Locally, the reductions in police officers are not being matched proportionally in terms of the support staff who maintain the bureaucratic machine. At the same time, I understand that little or no effort is being made to reduce the time spent filling in forms – indeed, new ones have been introduced!
Whilst the CLA’s campaign is to support changes in the law relating to Scrap Metal Dealers, that is a matter for Parliament and the Government are on the case.
In the meantime, opportunist crime in both urban and rural areas is best interdicted by visible policing – Police Officers, with effective powers of arrest, operating with the confidence that when they stop people, reinforcements are nearby. Well trained, properly equipped, intolerant of criminality at any level – and benefiting from the enormous support and intelligence this community will give them willingly, if they only have time away from the police station to find out!
It is essential that the right issues are given priority when spending is being allocated by the Police Authority. The easiest way to do this may be to remember the idea is to deliver effective and efficient policing in North Yorkshire and the City of York – not the best Project Management or being renowned for great HR Policies. Police Officers are the number one priority.
Cut the bureaucrats – not the cops!
Succinct and to the point Peter… Being one of those who has watched and commented on the performance, or lack of it, and the sunshine PR rhetoric of the force, I have to agree with Peter. The strategic direction of policing, particularly (but not exclusively) in North Yorkshire, has lost direction. They appear to have lost sight of what policing is all about. But, it is the leadership and budget management that is failing the process, not the workforce failing the community they serve.

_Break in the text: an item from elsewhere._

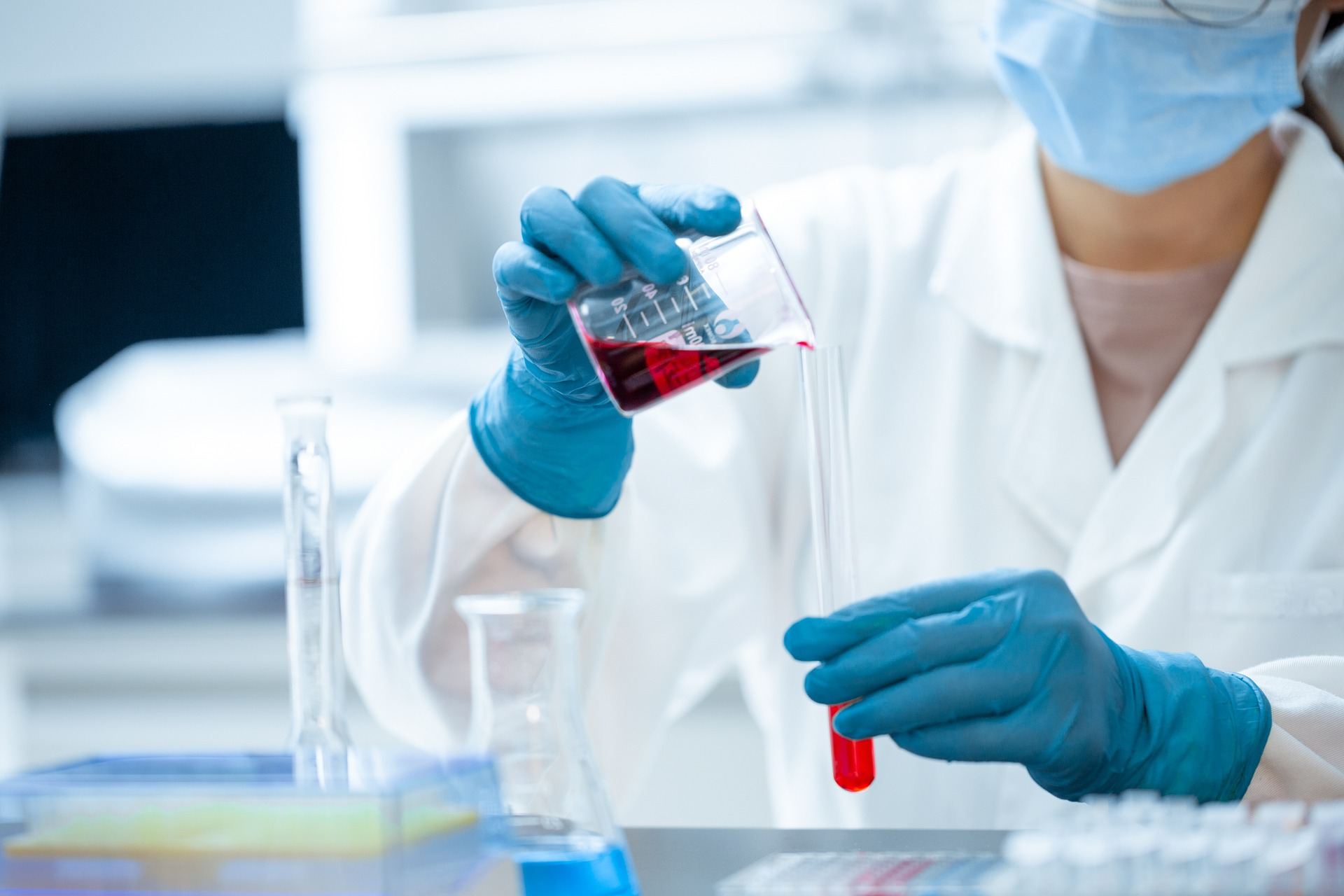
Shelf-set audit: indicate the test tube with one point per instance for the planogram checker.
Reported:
(312, 605)
(824, 399)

Decisions, of a strategic nature, can only be made effectively when those making them are supplied with accurate and factual information.
The problem often lies within middle management failing to explain to senior management how things actually are. In addition, many have no stomach to admit to their failings, especially to those in positions they aspire to…”All’s OK Sir, I’ve got it under control” when clearly too often they haven’t.
Many priorities in the police service have been skewed (and lost) by the self-important methods of those who actually manage the service. They have little or no real interest in policing per se, only their own career advancement!